FIGURE 1. AOA confers protection against TPA-induced psoriasis mouse model. (A) Schematics showing the experiment schedule for the animal model of TPA-induced psoriasis and treatment strategy. (B) Ear thickness (mm) and body weight change (g). (C) Representative photographs of mouse ear skin in each group. (D) Representative images of H&E staining (×200 magnification; scale bar = 100 μm) in each group. (E) Epidermal and dermal thickness (μm). (F) The mRNA expression of psoriasis-associated antimicrobial peptides (Defb4, Lcn2, S100a7, and S100a9). All data are showed as the mean ± SEM of three independent experiments. Values were analyzed by Holm-Šídák post hoc test. *p < 0.05, **p < 0.01, ***p < 0.001, and ****p < 0.0001 vs TPA-induced only group. AOA, aminooxy acetic acid; TPA, 12-O-tetradecanoylphorbol-13-acetate; H&E, hematoxylin and eosin; SEM, standard error of the mean; Defb4, defensin β 4; Lcn2, lipocalin 2.

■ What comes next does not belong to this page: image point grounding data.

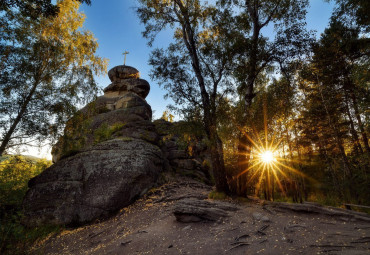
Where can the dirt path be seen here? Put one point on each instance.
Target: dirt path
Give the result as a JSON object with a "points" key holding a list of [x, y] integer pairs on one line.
{"points": [[150, 227]]}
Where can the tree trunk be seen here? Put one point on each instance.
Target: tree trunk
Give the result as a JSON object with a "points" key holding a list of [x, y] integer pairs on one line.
{"points": [[244, 149], [13, 127], [359, 121], [210, 118], [337, 137]]}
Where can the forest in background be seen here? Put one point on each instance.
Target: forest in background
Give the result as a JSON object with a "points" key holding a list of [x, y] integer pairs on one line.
{"points": [[304, 99]]}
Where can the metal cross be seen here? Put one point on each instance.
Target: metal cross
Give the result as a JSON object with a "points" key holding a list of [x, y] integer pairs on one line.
{"points": [[125, 53]]}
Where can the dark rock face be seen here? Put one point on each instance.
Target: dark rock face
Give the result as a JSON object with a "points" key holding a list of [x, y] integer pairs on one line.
{"points": [[94, 183], [110, 154], [107, 157]]}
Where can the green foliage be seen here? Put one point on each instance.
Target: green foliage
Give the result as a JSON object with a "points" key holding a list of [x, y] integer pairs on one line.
{"points": [[105, 132], [47, 69], [15, 172]]}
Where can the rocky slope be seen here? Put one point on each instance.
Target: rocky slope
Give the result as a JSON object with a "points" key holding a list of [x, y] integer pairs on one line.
{"points": [[177, 218], [111, 153]]}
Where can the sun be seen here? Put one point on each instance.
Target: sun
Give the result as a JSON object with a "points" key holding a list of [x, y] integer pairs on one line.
{"points": [[267, 157]]}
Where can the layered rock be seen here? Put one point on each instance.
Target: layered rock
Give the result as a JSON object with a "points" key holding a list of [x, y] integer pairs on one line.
{"points": [[110, 154], [107, 157]]}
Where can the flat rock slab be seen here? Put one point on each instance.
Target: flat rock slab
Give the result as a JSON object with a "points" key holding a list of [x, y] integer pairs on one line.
{"points": [[149, 226], [94, 183], [195, 210]]}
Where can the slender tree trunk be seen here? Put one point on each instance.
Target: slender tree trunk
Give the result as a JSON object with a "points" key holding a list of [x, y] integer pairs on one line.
{"points": [[359, 121], [210, 118], [16, 121], [338, 139], [355, 138]]}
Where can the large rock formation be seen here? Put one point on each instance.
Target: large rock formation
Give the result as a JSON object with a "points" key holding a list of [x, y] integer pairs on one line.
{"points": [[110, 154], [107, 157]]}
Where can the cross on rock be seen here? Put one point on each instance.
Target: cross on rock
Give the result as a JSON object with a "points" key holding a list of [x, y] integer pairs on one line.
{"points": [[125, 53]]}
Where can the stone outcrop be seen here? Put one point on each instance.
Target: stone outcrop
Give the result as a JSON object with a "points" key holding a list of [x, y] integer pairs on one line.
{"points": [[107, 157], [111, 153]]}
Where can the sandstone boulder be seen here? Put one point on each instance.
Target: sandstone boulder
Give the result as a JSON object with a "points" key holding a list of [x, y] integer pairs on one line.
{"points": [[93, 183]]}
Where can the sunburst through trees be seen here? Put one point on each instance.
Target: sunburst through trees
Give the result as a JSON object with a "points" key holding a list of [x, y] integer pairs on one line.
{"points": [[268, 167]]}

3.2 AOA inhibits Th17 and induces Treg cells during psoriasis-like skin inflammation

During the inflammatory process of psoriasis, naïve CD4⁺ T cells differentiate into Th1 or Th17 cells upon stimulation with various cytokines, promoting the activity of the adaptive immune system (Hiraganahalli Bhaskarmurthy and Evan Prince, 2021). In addition, immune dysfunction occurs due to an imbalance of T cells, in which the proportion of Treg cells that regulate immune excess is relatively low compared to Th17 cells in psoriasis (Zhang et al., 2021). Therefore, to investigate how AOA affects the regulation of T cells in skin inflammatory lesions in a TPA-induced psoriasis-like mouse model, we isolated cells from the ear and identified them using FACS. As expected, the number of Th17 cells in the ear of the AOA-treated mice was significantly reduced compared to that in the untreated group, and the number of Treg cells increased. The number of Th1 cells was decreased by AOA treatment compared with that in the TPA group, but the difference was not significant. In addition, there was no increase in the number of Foxp3⁺IL-10⁺ IL-10-expressing Tregs (Figure 2A). AOA significantly reduced the expansion of IL-17A-producing Th17 cells and significantly induced the expansion of Foxp3⁺ Treg cells in psoriasis-like skin (Figure 2B). This suggests that AOA has a reprogramming function that inhibits Th17 cell differentiation and promotes Treg cell differentiation in a dose-dependent manner. In addition, AOA treatment significantly decreased the expression levels of Il17a, RAR related orphan receptor C (Rorc), and IL22 in ear skin of the psoriasis-like mouse model. Il17e and Il17f also decreased compared to the TPA group, but the difference was not significant (Figure 2C).

FIGURE 2

FIGURE 2. AOA reprograms Th17 cell expansion into Treg cells in the TPA-induced psoriatic skin. Cells of the ear skin were collected from each mouse and analyzed by FACS. (A) Analysis of changes in IFN-γ-, -IL-17A-, Foxp3-, or IL-10-expressing CD4⁺ T cells in mouse ear skin cells by AOA treatment in TPA-induced psoriasis mice. (B) AOA reprograms Th17 cell differentiation into Treg cells. (C) The mRNA expression of psoriasis-associated Th17 cytokines (IL17A, IL17E, IL17F, RORC, and IL22). All data are showed as the mean ± SEM of three independent experiments. Values were analyzed by Holm-Šídák post hoc test. *p < 0.05, **p < 0.01, ***p < 0.001, and ****p < 0.0001 vs TPA-induced only group. AOA, aminooxy acetic acid; TPA, 12-O-tetradecanoylphorbol-13-acetate; H&E, hematoxylin and eosin; SEM, standard error of the mean; Th17, T helper type 17; IL, interleukin; FACS, fluorescent activated cell sorting; RORC, RAR related orphan receptor C.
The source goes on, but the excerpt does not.